Bees Big data

Agnès FAYET

La notion de Big Data tutoie l’abstraction. Nous ne sommes pas en mesure d’imaginer le volume des gigantesques ensembles de données collectées chaque seconde par de super-ordinateurs. A l’aide d’algorithmes complexes, elles sont filtrées, analysées, partagées et visualisées pour le bénéfice d’entreprises, d’institutions et de pouvoirs publics. L’intelligence numérique concerne de nombreux secteurs d’activité : finance, télécommunications, technologie, santé, éducation mais aussi environnement et agriculture. Le traitement de ces données, parfois sensibles, est considéré comme un enjeu économique majeure des futures décennies, ce qui risque d’éclipser la question éthique liée à l’utilisation de ces informations. Aujourd’hui, le Big Data est principalement utilisé pour modéliser et analyser des bases de données servant à la prise de décisions (ce que l’on appelle des Data Warehouse). L’économie des données frappe aussi à la porte des ruchers. Quel intérêt y a-t-il à connecter des ruchers ? Quel bénéfice un apiculteur peut-il en retirer ? Le temps est venu de faire un point sur la question.


Les ruches connectées

A l’ère de l’internet des objets, l’utilisation de ruches connectées se développe. Le monde apicole n’est toutefois pas un univers très branché ni très prompt à emboîter le pas à la moindre nouveauté technologique. Ceci peut constituer un frein au développement de services faisant intervenir le Big Data apicole.

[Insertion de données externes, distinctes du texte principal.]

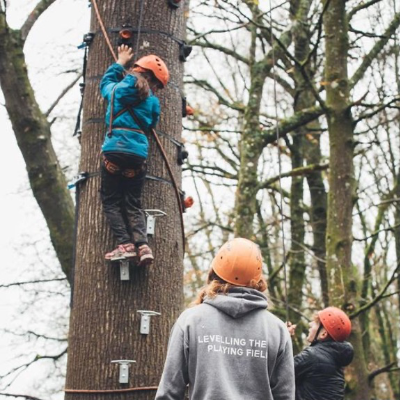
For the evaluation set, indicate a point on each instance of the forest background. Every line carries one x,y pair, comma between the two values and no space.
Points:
274,192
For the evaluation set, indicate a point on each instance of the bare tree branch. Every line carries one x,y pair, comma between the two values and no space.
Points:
32,282
378,297
294,172
360,7
293,122
371,56
382,370
34,16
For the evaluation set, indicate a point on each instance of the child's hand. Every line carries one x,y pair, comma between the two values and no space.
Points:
291,328
125,54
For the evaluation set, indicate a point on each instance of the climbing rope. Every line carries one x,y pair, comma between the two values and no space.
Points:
83,391
159,144
103,29
139,28
279,167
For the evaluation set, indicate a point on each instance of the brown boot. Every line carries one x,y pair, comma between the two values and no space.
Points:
145,255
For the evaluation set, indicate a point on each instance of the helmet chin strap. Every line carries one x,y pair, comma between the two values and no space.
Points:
315,340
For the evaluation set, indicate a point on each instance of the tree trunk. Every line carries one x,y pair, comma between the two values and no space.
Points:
105,321
343,288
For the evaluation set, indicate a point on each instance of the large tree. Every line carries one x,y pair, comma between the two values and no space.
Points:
105,318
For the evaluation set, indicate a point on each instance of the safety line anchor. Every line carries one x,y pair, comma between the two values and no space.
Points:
151,216
123,266
123,369
145,320
78,178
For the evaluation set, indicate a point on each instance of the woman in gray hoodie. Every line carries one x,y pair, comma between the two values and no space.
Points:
229,347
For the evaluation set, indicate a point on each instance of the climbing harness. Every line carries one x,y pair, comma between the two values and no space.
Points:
279,167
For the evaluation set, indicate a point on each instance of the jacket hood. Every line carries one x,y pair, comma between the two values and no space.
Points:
238,302
342,351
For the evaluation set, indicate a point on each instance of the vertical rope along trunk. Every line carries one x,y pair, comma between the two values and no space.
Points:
105,321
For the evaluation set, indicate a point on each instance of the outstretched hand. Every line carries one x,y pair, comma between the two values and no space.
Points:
125,54
291,328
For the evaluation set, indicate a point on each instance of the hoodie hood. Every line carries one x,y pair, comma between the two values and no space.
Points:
238,302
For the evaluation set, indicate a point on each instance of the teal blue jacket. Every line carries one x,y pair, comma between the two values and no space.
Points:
125,136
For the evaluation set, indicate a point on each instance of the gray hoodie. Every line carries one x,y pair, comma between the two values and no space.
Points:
229,348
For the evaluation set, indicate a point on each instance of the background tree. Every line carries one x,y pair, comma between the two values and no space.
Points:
242,51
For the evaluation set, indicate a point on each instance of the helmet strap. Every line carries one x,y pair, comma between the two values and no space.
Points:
315,340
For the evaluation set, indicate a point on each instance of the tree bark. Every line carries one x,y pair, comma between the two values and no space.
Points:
343,288
105,321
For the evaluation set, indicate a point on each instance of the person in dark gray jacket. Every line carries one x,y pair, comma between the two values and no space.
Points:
319,369
228,346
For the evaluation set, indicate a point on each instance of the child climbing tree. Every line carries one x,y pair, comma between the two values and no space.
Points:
105,318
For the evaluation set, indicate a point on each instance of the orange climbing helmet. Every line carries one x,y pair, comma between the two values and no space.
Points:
336,323
156,65
238,262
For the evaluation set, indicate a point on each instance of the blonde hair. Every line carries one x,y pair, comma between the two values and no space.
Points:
216,285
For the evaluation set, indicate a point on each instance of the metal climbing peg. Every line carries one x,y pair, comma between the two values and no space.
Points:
123,369
151,216
145,320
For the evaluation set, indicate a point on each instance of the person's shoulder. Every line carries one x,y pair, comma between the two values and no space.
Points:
193,313
274,320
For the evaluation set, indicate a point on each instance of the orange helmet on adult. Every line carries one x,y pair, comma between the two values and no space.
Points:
238,262
156,65
336,323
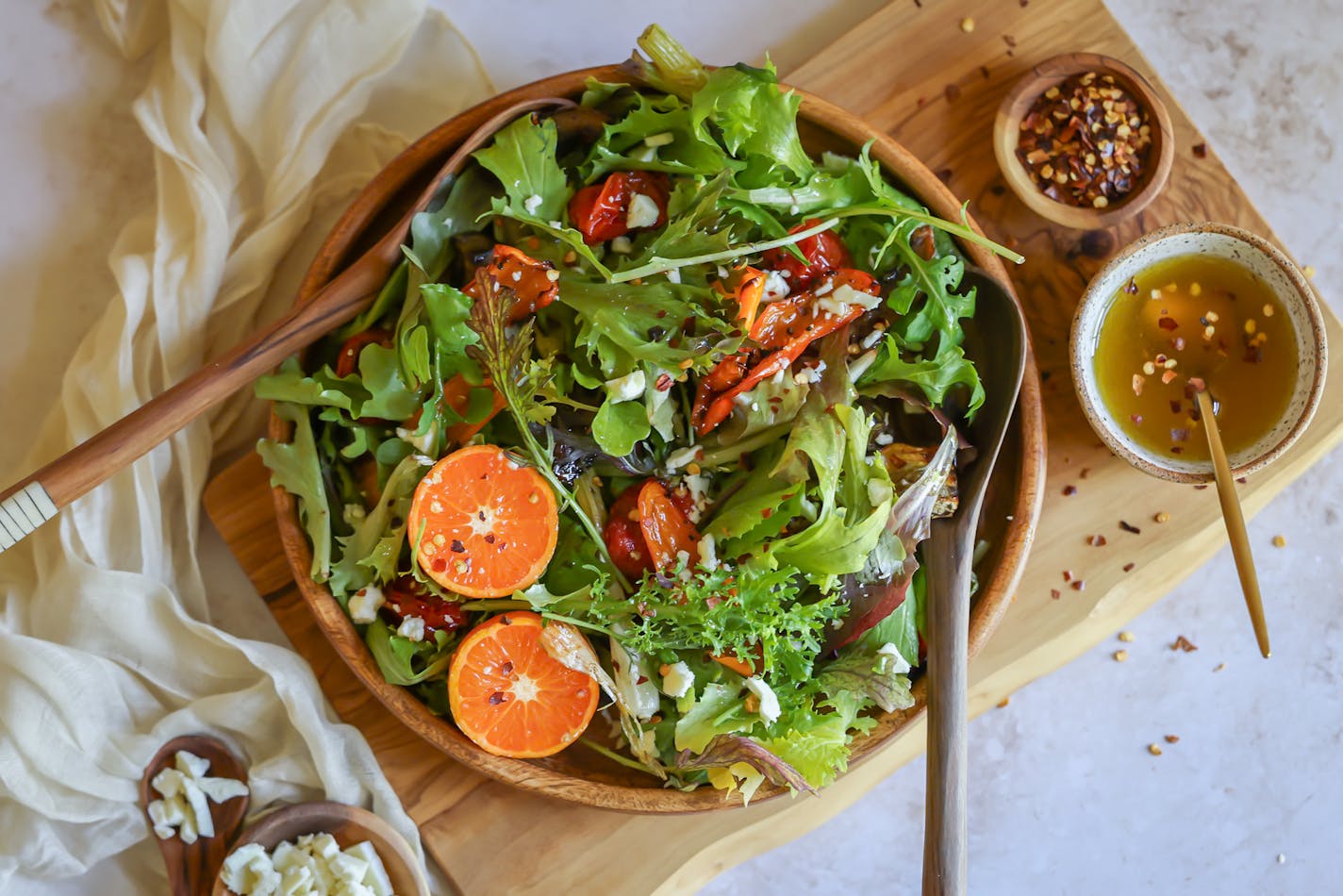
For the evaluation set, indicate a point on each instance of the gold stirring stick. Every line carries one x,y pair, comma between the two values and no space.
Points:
1235,522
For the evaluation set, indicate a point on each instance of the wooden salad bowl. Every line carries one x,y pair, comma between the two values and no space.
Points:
580,775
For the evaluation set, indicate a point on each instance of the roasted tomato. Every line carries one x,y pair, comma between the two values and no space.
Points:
648,525
823,253
602,211
535,284
408,598
347,361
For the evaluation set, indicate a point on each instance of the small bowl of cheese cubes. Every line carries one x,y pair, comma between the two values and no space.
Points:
322,848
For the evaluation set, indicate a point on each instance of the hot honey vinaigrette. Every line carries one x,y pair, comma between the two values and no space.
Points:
1185,323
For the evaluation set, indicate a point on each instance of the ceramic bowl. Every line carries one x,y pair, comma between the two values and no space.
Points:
1019,102
1267,263
578,774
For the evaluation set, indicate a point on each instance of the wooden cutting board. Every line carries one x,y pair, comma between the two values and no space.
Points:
916,73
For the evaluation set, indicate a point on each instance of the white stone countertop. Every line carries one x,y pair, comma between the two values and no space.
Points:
1065,797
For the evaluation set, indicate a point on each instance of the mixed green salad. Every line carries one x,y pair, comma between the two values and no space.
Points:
727,361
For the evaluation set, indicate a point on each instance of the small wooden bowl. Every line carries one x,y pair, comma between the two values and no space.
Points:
1269,265
578,774
348,825
1019,102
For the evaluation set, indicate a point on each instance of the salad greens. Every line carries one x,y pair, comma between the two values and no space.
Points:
719,352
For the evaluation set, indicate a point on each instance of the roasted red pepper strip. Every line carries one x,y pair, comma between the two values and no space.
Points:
528,278
823,253
790,331
602,211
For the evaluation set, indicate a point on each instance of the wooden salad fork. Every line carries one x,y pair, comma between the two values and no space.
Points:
995,340
37,499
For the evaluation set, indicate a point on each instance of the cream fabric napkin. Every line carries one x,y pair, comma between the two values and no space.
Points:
265,117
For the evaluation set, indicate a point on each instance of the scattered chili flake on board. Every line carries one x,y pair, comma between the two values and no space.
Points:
1086,141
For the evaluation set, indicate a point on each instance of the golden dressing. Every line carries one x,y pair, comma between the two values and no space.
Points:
1190,319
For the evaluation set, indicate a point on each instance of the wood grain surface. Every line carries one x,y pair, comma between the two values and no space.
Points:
896,70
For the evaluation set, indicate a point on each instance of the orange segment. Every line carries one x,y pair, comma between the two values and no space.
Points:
510,697
487,524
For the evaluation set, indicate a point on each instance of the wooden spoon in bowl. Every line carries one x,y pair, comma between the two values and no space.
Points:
193,867
995,340
37,499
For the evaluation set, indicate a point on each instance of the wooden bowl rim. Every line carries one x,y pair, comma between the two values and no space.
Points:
991,602
1150,462
270,830
1035,82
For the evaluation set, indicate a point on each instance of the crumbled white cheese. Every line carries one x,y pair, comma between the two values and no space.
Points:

Certaines start-up proposent cependant des solutions incluant capteurs, analyse comparative des données, modélisation prédictive et gestion des risques. On parle de gestion apicole de précision. Les apiculteurs professionnels sont les premiers à y trouver un intérêt puisque les capteurs de surveillance couplés à des fonctions d‘alerte évitent bien des visites de ruches et proposent même des plans de maintenance selon les besoins des colonies tels qu’identifiés par les calculateurs. Les capteurs intègrent une batterie d’informations comme les variations de poids des ruches (miellées en saison et consommation de réserve de nourriture en hiver), les sons émis par les abeilles, la température et l’humidité dans la ruche, la force du vent et les conditions météorologiques au rucher ou encore des alertes en temps réel pour prévenir des phénomènes inhabituels au rucher. Ces données immédiates esquissent un état général de la santé des colonies. Des graphiques, bilans de santé, bilans d’actions, aperçus détaillés des conditions météorologiques, etc., viennent en appui à l’apiculteur pour tirer des conclusions sur son année apicole. Des schémas prédictifs de santé des colonies sont également envoyés. L’apiculture derrière un ordinateur ? La formule est caricaturale et réductrice. L’apiculture nécessitera toujours un travail de terrain. Les visites sont simplement plus ciblées et davantage guidées. Les ruches sont surveillées à distance.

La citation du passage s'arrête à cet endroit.